- The paper introduces a model-driven framework that uses hierarchical state machines to systematically guide LLM execution and enhance structured reasoning.
- It details mechanisms for integrating domain-specific best practices into policies and belief models to drive accurate decision-making during task execution.
- Evaluations in use cases like code generation and question answering show improved performance and reduced costs compared to direct LLM approaches.
SHERPA: A Model-Driven Framework for LLM Execution
Introduction
SHERPA proposes a structured approach to enhance LLM performance on complex tasks by integrating hierarchical state machines. While LLMs showcase significant capabilities across various domains, they struggle with structured reasoning, especially when context-specific best practices are absent from their training data. SHERPA addresses this limitation by applying model-driven engineering (MDE) principles, leveraging structured system behavior models as hierarchical state machines to guide LLM execution.
Framework Overview
SHERPA uses hierarchical state machines to provide fine-grained control over LLM behavior. It incorporates domain-specific best practices into the LLM execution process through well-defined states and transitions. This structuring mechanism allows for both rule-based and LLM-driven decision-making, with actions performed during transitions using machine learning-based approaches.
Architecture Components
- State Machine: The core of SHERPA's architecture. States represent different phases of task execution, and transitions define progress between states based on external events or policy decisions. Actions attached to states or transitions can invoke LLMs or other tools to perform calculations or retrieve information.
- Policy: Determines the next transition by considering the current state and belief (information relevant to the task). SHERPA supports diverse policy implementations, including rule-based systems and LLM-driven decisions.
- Belief: A structured record of task-related information, including state transitions and execution logs. Belief integrates external inputs and outputs from actions, providing context for decision-making and tracking performance.
Example Implementation
In the question answering context, SHERPA structures the process into distinct subtasks based on question type. It applies the LLM to classify question types, extract relevant objects from a scene graph, and count or query objects deterministically. This model-driven approach, using state machines, systematically improves the reasoning performance by separating complex sub-tasks while keeping a trajectory of transitions and executed actions.
Use Cases
Code Generation
SHERPA applies hierarchical state machines to replicate human best practices in code generation, such as test-driven methods. The state machines structure the LLM interactions iteratively, refining generated code by testing outputs before finalizing, thus improving the task's robustness.
Class Name Generation
For domain model generation, SHERPA addresses the lack of datasets by integrating pattern identification and iterative refinement states, ensuring generated models align with domain-specific practices.

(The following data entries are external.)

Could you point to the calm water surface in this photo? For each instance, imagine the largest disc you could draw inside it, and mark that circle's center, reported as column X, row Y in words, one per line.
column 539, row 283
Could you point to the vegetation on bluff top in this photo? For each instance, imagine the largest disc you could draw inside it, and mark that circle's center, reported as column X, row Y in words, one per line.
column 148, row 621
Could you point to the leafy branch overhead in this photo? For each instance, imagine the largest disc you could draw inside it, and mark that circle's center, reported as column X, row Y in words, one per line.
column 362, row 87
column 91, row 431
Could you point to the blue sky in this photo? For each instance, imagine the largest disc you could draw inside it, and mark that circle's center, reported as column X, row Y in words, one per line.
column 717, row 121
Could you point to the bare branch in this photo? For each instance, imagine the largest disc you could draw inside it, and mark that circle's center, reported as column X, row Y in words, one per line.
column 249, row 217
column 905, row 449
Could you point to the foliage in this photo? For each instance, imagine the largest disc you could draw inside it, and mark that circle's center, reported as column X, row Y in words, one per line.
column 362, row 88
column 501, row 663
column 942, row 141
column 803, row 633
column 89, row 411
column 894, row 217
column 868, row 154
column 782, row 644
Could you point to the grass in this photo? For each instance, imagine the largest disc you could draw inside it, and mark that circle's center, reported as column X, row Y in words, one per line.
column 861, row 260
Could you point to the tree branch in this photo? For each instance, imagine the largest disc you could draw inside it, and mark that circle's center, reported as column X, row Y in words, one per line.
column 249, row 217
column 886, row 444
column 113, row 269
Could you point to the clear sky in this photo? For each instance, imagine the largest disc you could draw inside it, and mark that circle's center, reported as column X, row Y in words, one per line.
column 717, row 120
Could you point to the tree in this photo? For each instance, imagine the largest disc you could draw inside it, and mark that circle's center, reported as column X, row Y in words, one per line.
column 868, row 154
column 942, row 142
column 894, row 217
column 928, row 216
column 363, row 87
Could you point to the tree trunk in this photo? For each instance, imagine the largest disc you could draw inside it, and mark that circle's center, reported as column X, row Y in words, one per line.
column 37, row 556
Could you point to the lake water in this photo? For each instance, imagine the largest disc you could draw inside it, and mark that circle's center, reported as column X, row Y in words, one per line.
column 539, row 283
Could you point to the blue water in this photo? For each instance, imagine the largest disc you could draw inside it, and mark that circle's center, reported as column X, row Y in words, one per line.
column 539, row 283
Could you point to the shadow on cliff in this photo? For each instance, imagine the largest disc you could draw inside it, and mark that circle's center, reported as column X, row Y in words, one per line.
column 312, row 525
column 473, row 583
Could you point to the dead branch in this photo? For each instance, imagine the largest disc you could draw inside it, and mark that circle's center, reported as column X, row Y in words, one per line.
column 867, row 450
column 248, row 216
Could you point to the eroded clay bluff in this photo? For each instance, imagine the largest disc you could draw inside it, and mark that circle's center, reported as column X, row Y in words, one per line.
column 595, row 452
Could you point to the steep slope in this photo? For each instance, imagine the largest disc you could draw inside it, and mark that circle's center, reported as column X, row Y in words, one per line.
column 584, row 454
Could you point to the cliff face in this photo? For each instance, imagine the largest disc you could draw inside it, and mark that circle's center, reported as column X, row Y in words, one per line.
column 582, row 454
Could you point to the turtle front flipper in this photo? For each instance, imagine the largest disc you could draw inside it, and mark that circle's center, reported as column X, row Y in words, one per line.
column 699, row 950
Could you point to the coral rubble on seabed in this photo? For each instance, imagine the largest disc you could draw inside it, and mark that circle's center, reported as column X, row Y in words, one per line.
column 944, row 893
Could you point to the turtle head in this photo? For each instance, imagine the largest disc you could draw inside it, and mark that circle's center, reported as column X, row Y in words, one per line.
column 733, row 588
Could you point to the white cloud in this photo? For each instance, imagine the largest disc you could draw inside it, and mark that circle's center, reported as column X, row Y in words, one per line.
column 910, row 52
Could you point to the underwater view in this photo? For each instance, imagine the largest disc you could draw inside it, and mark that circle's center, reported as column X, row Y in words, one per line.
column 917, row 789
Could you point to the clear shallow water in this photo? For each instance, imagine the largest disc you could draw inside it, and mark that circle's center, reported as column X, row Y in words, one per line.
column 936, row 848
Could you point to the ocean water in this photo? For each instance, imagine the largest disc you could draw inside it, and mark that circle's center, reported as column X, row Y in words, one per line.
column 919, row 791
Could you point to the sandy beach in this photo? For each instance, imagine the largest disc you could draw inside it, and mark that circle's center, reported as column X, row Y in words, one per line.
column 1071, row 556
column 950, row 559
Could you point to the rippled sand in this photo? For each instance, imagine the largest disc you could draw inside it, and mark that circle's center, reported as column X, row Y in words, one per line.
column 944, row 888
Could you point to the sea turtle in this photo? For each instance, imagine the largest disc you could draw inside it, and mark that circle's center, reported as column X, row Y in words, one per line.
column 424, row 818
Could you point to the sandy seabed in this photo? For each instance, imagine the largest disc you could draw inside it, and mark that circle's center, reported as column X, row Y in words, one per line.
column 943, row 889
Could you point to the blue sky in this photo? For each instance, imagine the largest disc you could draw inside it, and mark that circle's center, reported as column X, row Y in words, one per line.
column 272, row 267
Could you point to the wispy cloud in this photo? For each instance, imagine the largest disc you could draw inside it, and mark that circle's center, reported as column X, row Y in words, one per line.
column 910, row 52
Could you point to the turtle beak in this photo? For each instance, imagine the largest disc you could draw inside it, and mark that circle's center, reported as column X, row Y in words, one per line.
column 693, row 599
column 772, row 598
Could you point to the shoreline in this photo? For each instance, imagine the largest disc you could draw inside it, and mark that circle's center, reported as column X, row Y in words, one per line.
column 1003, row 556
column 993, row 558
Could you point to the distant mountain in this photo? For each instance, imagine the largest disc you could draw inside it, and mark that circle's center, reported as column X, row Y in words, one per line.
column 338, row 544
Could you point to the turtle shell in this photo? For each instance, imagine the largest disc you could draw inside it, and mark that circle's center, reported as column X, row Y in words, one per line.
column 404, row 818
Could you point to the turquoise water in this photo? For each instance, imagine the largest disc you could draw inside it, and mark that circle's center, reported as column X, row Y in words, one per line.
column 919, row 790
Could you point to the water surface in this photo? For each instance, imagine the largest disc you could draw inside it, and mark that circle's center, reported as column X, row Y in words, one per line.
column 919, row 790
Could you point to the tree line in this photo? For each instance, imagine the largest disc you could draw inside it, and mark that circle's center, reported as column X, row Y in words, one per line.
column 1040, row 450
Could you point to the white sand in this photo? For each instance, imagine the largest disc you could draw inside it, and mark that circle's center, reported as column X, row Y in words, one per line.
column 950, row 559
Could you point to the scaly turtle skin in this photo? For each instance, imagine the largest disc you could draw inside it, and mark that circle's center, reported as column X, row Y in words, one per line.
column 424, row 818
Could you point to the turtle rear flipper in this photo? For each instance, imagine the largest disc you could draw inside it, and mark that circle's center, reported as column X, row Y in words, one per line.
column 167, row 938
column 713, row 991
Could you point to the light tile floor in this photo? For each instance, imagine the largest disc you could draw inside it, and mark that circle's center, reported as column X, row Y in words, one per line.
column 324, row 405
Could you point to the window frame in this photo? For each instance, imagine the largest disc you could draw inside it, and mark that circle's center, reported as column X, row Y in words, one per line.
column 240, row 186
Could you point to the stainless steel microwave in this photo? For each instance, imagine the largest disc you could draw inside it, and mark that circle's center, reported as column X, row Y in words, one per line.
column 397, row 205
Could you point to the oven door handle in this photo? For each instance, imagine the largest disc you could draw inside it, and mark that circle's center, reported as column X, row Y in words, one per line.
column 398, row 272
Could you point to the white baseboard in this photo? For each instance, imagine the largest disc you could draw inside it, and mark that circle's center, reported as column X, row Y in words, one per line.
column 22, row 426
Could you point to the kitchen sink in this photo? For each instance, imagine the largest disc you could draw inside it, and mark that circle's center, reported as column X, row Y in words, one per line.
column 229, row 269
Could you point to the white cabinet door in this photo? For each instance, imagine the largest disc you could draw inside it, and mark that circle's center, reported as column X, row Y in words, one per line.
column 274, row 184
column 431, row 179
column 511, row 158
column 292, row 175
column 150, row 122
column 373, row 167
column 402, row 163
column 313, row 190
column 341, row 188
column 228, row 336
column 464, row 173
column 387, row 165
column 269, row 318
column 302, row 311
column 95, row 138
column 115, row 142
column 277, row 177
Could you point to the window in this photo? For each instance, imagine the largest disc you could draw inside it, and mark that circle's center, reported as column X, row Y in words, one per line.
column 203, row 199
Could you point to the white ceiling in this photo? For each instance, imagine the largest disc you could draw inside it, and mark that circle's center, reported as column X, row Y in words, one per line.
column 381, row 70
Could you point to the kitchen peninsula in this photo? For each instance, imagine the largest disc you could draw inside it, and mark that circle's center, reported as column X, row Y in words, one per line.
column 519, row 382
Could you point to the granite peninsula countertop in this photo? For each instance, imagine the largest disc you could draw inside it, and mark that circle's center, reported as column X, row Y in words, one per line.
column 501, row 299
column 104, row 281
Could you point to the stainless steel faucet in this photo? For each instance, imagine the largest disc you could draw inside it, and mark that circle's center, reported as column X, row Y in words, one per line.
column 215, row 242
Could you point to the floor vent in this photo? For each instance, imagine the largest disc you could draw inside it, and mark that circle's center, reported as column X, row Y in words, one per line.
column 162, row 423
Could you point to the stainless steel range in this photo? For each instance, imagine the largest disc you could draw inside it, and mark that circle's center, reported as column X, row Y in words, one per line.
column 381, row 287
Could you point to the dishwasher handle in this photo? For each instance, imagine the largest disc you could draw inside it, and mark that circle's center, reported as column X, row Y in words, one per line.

The hierarchical decomposition of generation tasks enables more accurate class detection and naming.
Question Answering
SHERPA offers two strategies: the routing SM, which classifies and processes questions based on their type, and the ReAct SM, which uses a sequential planning approach to integrate reasoning and acting, improving accuracy across diverse question categories.
Evaluation
SHERPA demonstrates improved performance over direct LLM approaches by implementing structured control through hierarchical state machines. Across various LLMs, SHERPA outperformed the direct approach, especially in tasks with established best practices like code generation and class name generation.
Cost Considerations
State machine designs optimizing for execution costs achieved significant reductions in LLM calls, maintaining effectiveness and reliability while minimizing resource usage. The separation of SM design from action implementation in SHERPA allows for rapid experimentation and fine-tuning to optimize both performance and costs.
Conclusion
SHERPA showcases the potential of model-driven frameworks to enhance LLM applications by structuring execution processes through hierarchical state machines. By aligning LLM execution with domain-specific best practices, SHERPA effectively manages complex tasks beyond the reach of traditional LLM approaches. Future work will explore incorporating diverse textual languages for SM definitions and expanding SHERPA's scope to other domains, exploring synergy with advanced decision-making techniques like reinforcement learning.